October’s Patch Tuesday yesterday addressed 87 vulnerabilities including 11 rated critical.

Many experts pointed to CVE-2020-16898, which has a CVSS score of 9.8, as a priority.

“This is a remote code execution vulnerability in Microsoft’s TCP/IP stack. The vulnerability is in the way the Windows TCP/IP stack handles ICMPv6 Router Advertisement packets,” explained Recorded Future senior security architect, Allan Liska.

“For successful exploitation of this vulnerability, all an attacker has to do is send a specially crafted ICMPv6 Router Advertisement packet to a remote Windows computer. This vulnerability impacts Windows 10 and Windows Server 2019 and should be patched immediately.”

Elsewhere, five of the six bugs affect Windows 10 and related server editions: CVE-2020-16908CVE-2020-16909CVE-2020-16901CVE-2020-16885 and CVE-2020-16938. The sixth affects the .Net Framework (CVE-2020-16937).

Todd Schell, senior product manager at Ivanti, also pointed to CVE-2020-16947, a vulnerability in Microsoft Outlook which could allow remote code execution just by viewing a specially crafted email.

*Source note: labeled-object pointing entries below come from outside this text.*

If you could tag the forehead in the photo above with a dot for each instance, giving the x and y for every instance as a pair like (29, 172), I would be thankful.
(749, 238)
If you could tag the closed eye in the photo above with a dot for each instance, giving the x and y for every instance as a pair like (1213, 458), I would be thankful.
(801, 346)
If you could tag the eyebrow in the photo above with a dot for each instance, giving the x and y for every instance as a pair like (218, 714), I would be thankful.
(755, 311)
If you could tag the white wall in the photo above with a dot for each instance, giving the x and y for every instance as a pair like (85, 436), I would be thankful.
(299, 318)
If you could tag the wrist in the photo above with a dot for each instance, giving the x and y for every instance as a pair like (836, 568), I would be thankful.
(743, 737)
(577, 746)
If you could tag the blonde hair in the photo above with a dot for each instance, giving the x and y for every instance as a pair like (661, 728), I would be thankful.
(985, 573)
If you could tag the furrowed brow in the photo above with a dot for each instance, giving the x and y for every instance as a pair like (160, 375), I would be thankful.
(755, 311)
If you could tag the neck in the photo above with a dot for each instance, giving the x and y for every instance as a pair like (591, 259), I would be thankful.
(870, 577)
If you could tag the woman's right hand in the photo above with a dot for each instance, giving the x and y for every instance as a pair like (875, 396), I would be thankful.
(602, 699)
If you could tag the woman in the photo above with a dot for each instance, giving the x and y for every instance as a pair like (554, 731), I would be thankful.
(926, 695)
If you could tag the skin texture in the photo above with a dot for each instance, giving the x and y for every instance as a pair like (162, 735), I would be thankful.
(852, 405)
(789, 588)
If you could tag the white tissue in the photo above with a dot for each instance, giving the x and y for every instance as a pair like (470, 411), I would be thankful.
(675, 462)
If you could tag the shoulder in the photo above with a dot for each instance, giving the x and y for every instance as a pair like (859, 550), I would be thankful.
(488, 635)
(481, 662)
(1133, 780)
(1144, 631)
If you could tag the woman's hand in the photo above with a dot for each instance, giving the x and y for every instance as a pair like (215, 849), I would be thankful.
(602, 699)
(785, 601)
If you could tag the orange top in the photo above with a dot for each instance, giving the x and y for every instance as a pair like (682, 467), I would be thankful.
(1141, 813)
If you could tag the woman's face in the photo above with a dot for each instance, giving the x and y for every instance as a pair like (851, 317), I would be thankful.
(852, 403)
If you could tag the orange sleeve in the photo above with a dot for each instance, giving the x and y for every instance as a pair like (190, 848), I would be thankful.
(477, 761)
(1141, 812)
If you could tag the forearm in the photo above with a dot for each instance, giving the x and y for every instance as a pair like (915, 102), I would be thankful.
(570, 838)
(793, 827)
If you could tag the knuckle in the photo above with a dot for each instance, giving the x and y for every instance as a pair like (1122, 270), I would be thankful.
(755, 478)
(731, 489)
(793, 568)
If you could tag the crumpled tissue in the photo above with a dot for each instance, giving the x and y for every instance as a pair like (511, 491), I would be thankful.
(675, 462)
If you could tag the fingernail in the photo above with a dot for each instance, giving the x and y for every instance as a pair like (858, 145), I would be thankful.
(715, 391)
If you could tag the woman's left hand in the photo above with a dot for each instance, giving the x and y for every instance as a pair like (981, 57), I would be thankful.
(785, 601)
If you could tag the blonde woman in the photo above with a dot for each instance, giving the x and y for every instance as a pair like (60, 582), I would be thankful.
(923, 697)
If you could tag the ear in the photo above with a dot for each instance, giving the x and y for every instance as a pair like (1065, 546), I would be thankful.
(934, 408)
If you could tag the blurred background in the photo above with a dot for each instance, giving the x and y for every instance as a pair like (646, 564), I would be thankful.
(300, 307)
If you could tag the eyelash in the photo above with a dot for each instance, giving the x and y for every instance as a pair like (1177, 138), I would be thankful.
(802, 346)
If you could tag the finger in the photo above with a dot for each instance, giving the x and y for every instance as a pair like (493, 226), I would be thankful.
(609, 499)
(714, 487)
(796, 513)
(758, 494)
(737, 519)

“The Preview Pane is an attack vector here, so you don’t even need to open the mail to be impacted,” he added. “The flaw exists within the parsing of HTML content in an email. Patch this one quickly. It will be an attractive target for threat actors.”

Another RCE flaw, this time in Windows Hyper-V, is CVE-2020-16891.

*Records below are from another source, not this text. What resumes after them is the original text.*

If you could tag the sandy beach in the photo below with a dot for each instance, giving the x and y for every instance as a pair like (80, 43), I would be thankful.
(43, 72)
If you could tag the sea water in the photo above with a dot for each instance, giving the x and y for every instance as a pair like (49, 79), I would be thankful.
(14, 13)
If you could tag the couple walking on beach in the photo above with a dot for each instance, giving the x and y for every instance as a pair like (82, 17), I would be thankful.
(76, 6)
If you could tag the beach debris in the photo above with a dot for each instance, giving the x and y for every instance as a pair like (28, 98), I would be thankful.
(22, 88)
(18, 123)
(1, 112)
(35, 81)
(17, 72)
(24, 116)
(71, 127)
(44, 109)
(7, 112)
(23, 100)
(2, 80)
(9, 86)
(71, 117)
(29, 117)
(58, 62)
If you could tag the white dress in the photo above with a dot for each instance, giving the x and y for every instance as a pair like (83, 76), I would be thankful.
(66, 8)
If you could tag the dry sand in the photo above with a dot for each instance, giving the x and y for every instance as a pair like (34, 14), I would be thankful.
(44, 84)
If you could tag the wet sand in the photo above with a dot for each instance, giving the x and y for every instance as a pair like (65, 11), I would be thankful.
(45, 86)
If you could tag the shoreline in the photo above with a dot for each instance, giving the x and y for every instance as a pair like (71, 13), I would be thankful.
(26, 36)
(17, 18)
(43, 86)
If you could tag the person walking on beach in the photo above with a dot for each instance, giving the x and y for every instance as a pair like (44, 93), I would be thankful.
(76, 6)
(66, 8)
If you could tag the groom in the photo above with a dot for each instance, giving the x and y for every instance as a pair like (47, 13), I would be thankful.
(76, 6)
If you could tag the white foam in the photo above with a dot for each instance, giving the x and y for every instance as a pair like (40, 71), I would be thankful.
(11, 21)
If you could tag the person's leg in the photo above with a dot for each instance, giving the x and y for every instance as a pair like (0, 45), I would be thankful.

“This patch corrects a bug that allows an attacker to run a specially crafted program on an affected guest OS to execute arbitrary code on the host OS. A guest OS escape like this would also be very attractive to threat actors,” said Schell.

Microsoft also released a preview of its new update guide this month. It’s designed to provide a more intuitive layout so sysadmins can get to the risk-based information they need quicker, including exploited and publicly disclosed vulnerabilities.